A major issue is the noise generated, particularly during the quiet hours. Advisors to the Freeport Terminal recently submitted the results of a 12-month noise monitoring survey which was conducted over the period February 2014 to January 2015. The report lists a number of recommended remedial measures, both those required in the short term as well as those requiring a longer time frame to implement. The 15 short-term measures and the seven long-term ones are no guarantee that issues of acoustic pollution will disappear. Reductions in impacts are anticipated even though no projections have yet been made as to whether these will be cancelled out by impacts resulting from an increase in operations at the Freeport Terminal.

A major contributor to noise pollution originating from the Freeport Terminal during the quiet hours is the humming of the main and auxiliary engines of the berthed vessels in port. It is for this specific reason that the Environmental Monitoring Committee at the Freeport Terminal (which includes representation from the Birżebbuġa Local Council) has insisted right through that the shore to ship electrical supply to vessels berthed at the Freeport Terminal should be addressed.

The final report of the 12-month noise survey in fact points at the necessity of undertaking studies on the feasibility of this proposal. This is in line with the 8 May 2006 Recommendation of the Commission of the European Union on the promotion of shore-side electricity for use by ships at berth in community ports (Recommendation 2006/339/EC).

The EU recommendation is specifically intended to be considered by EU ports “where air quality limit values are exceeded or where public concern is expressed about high levels of noise nuisance, and especially in berths situated near residential areas” .

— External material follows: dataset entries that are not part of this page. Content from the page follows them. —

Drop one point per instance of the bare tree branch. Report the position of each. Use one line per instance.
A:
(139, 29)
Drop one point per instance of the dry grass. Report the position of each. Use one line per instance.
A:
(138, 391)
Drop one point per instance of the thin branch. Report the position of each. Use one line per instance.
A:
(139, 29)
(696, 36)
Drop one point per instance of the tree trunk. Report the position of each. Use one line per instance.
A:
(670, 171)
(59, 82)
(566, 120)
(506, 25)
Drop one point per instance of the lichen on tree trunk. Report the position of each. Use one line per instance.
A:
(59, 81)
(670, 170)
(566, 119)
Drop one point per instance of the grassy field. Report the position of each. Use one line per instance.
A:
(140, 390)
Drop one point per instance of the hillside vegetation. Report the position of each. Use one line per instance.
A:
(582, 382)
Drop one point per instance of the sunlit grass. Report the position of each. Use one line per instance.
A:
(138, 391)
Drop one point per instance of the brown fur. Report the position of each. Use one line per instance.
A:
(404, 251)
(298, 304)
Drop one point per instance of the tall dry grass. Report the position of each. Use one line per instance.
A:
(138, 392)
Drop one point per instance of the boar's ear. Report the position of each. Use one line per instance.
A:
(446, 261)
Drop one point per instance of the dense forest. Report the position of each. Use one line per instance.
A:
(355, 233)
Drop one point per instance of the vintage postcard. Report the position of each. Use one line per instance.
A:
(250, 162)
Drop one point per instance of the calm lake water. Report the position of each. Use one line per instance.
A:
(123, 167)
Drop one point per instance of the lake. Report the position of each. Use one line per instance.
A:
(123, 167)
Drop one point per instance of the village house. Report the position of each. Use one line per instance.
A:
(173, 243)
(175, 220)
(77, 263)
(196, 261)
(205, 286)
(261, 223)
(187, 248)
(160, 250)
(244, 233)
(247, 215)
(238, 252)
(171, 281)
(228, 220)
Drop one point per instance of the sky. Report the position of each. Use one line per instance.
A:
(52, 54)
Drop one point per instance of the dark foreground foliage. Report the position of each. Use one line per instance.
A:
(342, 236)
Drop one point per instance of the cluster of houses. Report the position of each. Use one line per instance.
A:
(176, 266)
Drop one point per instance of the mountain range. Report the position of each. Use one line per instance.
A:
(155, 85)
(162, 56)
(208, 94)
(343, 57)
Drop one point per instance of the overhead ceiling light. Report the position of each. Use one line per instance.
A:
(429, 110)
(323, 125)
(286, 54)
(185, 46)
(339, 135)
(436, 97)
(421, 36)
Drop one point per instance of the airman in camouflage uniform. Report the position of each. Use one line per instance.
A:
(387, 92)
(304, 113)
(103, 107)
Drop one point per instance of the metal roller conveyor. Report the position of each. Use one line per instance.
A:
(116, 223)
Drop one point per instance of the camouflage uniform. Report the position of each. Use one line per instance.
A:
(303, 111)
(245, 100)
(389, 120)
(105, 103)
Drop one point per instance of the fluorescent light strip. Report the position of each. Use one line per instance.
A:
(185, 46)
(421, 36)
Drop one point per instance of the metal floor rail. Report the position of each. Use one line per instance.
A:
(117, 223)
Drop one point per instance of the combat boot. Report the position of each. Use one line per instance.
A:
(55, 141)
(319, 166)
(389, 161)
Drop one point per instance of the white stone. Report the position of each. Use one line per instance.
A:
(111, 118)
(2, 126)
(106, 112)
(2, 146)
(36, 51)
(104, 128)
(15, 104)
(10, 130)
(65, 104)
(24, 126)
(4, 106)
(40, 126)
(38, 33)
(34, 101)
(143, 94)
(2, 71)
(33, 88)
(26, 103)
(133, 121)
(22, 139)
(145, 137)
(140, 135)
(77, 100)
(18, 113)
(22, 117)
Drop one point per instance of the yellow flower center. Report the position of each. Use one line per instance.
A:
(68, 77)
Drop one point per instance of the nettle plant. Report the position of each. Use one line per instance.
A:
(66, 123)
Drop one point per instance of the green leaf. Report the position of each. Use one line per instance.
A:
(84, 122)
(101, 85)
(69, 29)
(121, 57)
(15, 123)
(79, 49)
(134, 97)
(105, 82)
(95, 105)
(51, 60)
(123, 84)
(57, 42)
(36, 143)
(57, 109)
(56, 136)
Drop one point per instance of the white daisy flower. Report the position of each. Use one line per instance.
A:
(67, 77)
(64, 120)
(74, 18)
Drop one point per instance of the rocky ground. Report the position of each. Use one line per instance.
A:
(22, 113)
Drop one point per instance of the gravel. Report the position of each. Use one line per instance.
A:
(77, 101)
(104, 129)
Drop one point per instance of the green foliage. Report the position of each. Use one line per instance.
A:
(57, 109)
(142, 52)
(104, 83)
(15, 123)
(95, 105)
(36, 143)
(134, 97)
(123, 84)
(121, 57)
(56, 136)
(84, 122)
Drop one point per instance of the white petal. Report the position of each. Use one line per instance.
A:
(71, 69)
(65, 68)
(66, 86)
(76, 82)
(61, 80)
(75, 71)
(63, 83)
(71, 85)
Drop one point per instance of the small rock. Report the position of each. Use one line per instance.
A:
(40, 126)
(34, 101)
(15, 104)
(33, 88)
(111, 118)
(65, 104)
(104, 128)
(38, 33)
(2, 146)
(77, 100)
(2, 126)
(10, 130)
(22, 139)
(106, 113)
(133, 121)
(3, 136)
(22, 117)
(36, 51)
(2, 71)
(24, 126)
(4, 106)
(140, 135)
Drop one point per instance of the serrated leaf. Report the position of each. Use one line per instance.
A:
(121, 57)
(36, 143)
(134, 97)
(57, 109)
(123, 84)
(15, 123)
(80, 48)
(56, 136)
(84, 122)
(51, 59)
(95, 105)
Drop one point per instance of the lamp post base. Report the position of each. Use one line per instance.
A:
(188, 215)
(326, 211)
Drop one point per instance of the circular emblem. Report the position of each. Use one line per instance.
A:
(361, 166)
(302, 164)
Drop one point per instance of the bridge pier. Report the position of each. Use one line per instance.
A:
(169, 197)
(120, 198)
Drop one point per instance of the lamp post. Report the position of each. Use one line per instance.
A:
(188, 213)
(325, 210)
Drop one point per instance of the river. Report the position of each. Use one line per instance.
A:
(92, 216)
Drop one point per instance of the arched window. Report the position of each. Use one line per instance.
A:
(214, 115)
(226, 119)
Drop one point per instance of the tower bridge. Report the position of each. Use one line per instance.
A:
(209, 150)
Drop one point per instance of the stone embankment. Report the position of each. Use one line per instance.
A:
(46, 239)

The above makes the point on a reduction of the quality of life of the residential community as a result of just one issue: noise. Then there are other issues amongst which light pollution (resulting from the floodlights at the terminal), which issue is being addressed, as well as the lack of availability of a substantial portion of Marsaxlokk Bay which cannot be adequately used for water sports. Add to this the large number of sports facilities which the British Services developed in the past in the Birżebbuġa Area, most of which have been gobbled up by the development of the Freeport and one gets a real feel as to what the Freeport has done to the quality of life of the Birżebbuġa community.

The development of a waterpolo pitch to replace that constructed in the 60s as well as the development of a football ground, both in the final stages of completion will reduce these impacts. But they will certainly not be sufficient for a community which had so many more sports facilities when it was so much smaller.

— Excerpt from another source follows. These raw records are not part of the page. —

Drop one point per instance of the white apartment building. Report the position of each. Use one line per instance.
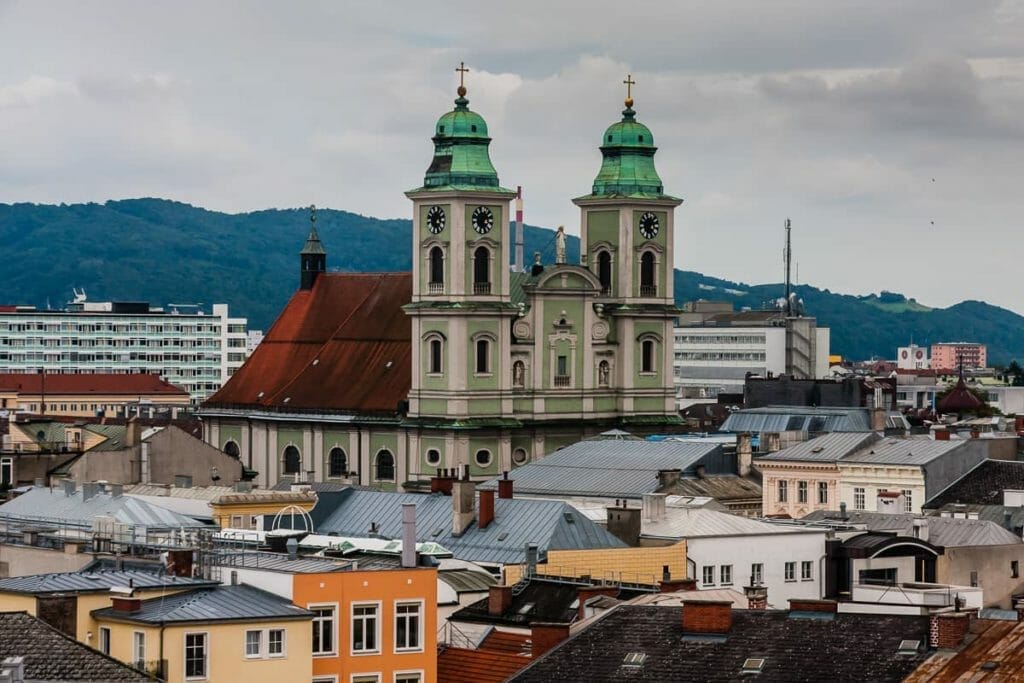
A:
(716, 347)
(192, 348)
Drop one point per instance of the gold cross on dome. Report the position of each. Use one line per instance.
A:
(462, 74)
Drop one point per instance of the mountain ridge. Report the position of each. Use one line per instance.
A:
(166, 251)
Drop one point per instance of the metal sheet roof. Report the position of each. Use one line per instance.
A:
(608, 467)
(222, 603)
(55, 507)
(550, 524)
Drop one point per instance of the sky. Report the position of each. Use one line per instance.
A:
(890, 132)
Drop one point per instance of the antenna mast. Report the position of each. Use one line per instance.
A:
(788, 260)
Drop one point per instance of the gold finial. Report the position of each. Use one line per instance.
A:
(462, 78)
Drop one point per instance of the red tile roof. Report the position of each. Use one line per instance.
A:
(344, 345)
(84, 384)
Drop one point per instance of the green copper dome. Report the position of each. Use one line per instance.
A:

To be fair, the Freeport Terminal is not the only contributor to the reduction of the Birżebbuġa residents’ quality of life. Generally, it is the result of the gradual industrialisation of the Marsaxlokk Port over the last thirty years. The addition of the floating gas storage facility servicing the gas-fired Delimara Power Station in the coming weeks (or months) will further increase these problems.

The concerns of ordinary people have been ignored for far too long. Maybe this is why the Prime Minister commented earlier this week on the undesirability of any further expansion of the Freeport Terminal. Possibly he has, at this late hour, realised the extent of the mess which has been created.

The time to clean up is long overdue.

published  on The Malta Independent on Sunday : 24 July 2016

The Wied il-Buni Buffer Zone

When the current parliamentary session was inaugurated in May 2008 the then President of the Republic read the government’s programme listing those of its political pledges it felt safe to announce.

The President had informed Parliament that: “The government’s plans and actions are to be underpinned by the notion of sustainable development of the economy, of society and of the environment. When making decisions today, serious consideration will be given to the generations of tomorrow.”

He further emphasised that “Sustainable development has three main dimensions: economic, social and environmental. Our challenge is to ensure continuous economic development, promoted by education, social development, with particular attention to environmental protection. When we evaluate our activities in view of these three interrelated dimensions, we would be placing every person at the heart of the government’s actions”.

Now consider this policy direction and apply it to the Freeport at Birżebbuġa.

Had the Freeport been designed today it would have a much smaller footprint. When the Freeport was designed in the 1980s such large-scale projects were not subject to any land use planning control. Nor were any environmental criteria relative to the impacts on the Birżebbuġa community given any weight. (Some would justifiably argue that not much has changed since.)

When, in the early 1990s, the then Planning Authority was faced with a Freeport already in operation (even though it was still in its initial stages) it sought to contain its spread through the policies which it approved.

One important policy contained in the Marsaxlokk Bay Local Plan creates a buffer zone between the Freeport and Birżebbuġa. In fact, Marsaxlokk Bay Local Plan policy MB 28 states: “Any use allocated to the area of land at Wied il-Buni should act as a buffer to shield the leisure activity along the seafront from the industry of the Freeport and, in any case, must not cause inconvenience to nearby residents due to noise, fumes, vibrations and/or hours of work. The preferred use is public open space.”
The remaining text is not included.